The Chinese government has been gradually rolling out more guidelines for the implementation of the regulatory regime, setting out the detailed requirements of each of the three main routes. In particular, it has issued the Cybersecurity Practices Guideline relating to the Safety Certification Specification for Cross-Border Processing of Personal Information to govern the certification process and the Measures on State Security Assessment of Cross-Border Data Transfer in relation to the CAC’s security assessment.
More recently, the CAC released the long-awaited final version of the Standard Contract for the third route, which is accompanied by two further guidelines in relation to its use – namely the Measures for the Standard Contract for Outbound Cross-border Transfer of Personal Information and the Guidelines for the Filing of Standard Contracts for Cross-border Transfer of Personal Information. It is now clear that the third route is not available if the data transferor is a critical information infrastructure operator which handles data in relation to important industries and fields (such as informational networks, infrastructure, natural resources, etc.) or if it processes personal data of more than 100,000 individuals or the sensitive personal data of more than 10,000 individuals.
The guidelines also provide that a data processor which signs the Standard Contract must conduct a Personal Information Protection Impact Assessment (PIPIA) and file a PIPIA report and the Standard Contract with the local CAC office within 10 working days of signing the Standard Contract. In this regard, the Beijing CAC office has, on 2 June 2023, released an additional guidance to clarify how a companies should make filings in different situations. It is expected that other local CAC offices will release further guidelines on the formalities and procedures for the requisite filings.
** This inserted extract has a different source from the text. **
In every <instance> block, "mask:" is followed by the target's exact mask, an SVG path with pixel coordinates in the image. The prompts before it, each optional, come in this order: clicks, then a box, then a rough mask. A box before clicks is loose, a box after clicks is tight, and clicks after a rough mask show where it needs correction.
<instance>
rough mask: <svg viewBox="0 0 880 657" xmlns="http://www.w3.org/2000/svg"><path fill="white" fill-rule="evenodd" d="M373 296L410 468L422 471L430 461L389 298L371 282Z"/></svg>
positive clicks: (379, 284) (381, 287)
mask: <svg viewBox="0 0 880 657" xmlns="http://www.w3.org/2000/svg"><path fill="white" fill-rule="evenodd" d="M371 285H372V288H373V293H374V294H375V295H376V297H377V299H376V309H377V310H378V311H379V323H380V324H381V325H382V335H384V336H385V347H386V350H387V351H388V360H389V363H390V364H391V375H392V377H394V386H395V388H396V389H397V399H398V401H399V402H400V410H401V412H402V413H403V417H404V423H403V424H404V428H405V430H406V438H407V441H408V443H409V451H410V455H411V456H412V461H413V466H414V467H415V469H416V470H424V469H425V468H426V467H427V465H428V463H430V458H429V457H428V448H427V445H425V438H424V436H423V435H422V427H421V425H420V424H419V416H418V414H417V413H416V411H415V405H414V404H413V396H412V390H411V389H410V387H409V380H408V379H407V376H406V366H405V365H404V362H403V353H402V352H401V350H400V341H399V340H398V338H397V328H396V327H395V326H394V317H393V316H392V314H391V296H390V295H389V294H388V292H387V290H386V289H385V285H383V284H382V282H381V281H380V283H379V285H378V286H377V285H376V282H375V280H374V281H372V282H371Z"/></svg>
As far as Hong Kong Special Administrative Region is concerned, whilst the proposed legislative provision on cross-border transfer of personal data (i.e. section 33 of the Personal Data (Privacy) Ordinance (PDPO)) has not yet come into force, the Privacy Commissioner for Personal Data (PCPD) considers it to be a best practice to comply with the provision. Indeed, it has recently issued a Guidance Note on the Recommended Model Contractual Clauses for Cross-Border Transfers of Personal Data introducing two sets of Recommended Model Contractual Clauses (RMCs) which can be incorporated in commercial agreements involving cross-border data transfers to comply with the requirements under section 33. The adoption of the RMCs is not a mandatory requirement. However, the PCPD would take into account any failure to comply with its best practice recommendations if the relevant data user is investigated for infringements of the PDPO, including in relation to the data protection principles.